Reading my note all over again made me realize how self centered I was... for all that I have, I thanked Him, yet I never thank Him for my life, for His guidance, for His love.

I mentioned there that I am complete, yet in reality, I was empty...

But despite of my stubbornness, God has blessed  me then... and yes, He never abandoned me. At the time when I was blinded, He was there, guiding me. At the time when I thought that I made it by myself, He supported me all the way. He never leave me at the time when I chose to leave Him.

Moving forward, 5 years after that, I was overhauled...

God moved mightily in my life. I am not the same person who wrote on that journal before.
He changed me; God transformed me...

Yesterday was my last day of being 31.

As I move the pages of my life, you will no longer see another plan written on the pages... but a clean space allotted for God's handwriting.

And all I have to do is just to submit to His will.
To surrender fully, because He is my God.

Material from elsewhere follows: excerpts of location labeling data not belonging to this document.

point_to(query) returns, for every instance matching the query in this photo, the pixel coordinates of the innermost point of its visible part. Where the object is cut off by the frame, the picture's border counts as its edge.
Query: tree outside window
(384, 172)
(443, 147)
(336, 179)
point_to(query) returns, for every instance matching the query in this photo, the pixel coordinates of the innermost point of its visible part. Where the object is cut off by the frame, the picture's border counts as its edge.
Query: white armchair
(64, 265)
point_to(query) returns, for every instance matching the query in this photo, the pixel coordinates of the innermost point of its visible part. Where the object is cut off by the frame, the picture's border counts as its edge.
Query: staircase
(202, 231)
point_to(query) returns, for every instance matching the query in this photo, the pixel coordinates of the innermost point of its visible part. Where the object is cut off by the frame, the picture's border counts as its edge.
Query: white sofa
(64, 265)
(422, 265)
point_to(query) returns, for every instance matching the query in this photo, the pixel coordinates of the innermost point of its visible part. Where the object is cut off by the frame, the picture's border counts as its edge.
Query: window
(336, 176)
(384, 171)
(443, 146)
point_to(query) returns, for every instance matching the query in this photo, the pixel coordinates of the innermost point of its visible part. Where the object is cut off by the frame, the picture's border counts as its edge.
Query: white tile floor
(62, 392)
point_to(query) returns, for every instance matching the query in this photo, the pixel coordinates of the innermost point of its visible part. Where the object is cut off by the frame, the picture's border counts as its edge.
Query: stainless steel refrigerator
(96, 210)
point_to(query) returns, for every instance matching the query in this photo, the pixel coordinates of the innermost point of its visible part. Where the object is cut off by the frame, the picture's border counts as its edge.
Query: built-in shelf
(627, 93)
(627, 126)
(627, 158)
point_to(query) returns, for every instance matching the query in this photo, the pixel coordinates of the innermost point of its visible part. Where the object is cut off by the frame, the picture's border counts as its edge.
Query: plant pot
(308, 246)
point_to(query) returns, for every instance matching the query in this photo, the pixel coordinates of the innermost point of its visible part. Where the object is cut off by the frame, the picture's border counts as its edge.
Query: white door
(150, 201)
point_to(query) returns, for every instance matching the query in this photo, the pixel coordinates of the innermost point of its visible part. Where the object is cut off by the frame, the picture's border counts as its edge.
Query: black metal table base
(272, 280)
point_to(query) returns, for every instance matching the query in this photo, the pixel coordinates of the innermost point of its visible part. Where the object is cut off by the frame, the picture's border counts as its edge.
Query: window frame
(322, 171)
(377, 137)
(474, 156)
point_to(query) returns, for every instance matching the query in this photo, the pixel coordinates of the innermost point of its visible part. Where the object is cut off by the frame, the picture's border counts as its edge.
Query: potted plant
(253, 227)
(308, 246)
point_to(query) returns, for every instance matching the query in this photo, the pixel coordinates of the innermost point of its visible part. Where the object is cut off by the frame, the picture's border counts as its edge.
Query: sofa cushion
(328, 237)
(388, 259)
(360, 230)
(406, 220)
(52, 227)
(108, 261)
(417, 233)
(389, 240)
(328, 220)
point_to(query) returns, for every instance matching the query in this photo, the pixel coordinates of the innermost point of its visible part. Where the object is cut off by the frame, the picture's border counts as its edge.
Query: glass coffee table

For I know the plans I have for you,” declares the Lord, “plans to prosper you and not to harm you, plans to give you hope and a future.  
Jeremiah 29:11

2 comments:

Admin said...

Belated Happy happy birthday Lizzie! I'm sure you had a wonderful day and will have more wonderful days sa pagbilang ng birthday mo sa lotto... ;)

KALI said...

Thank you Allan!
I had a virtual celebration yesterday...
I enjoyed monitoring my FB wall, saying hi and thank you to everyone who pass by and send their messages...
I feel so loved. so blessed to have wonderful people like you who took time to make me smile :)

Regards and keep in touch!
Liz

Related Posts Plugin for WordPress, Blogger...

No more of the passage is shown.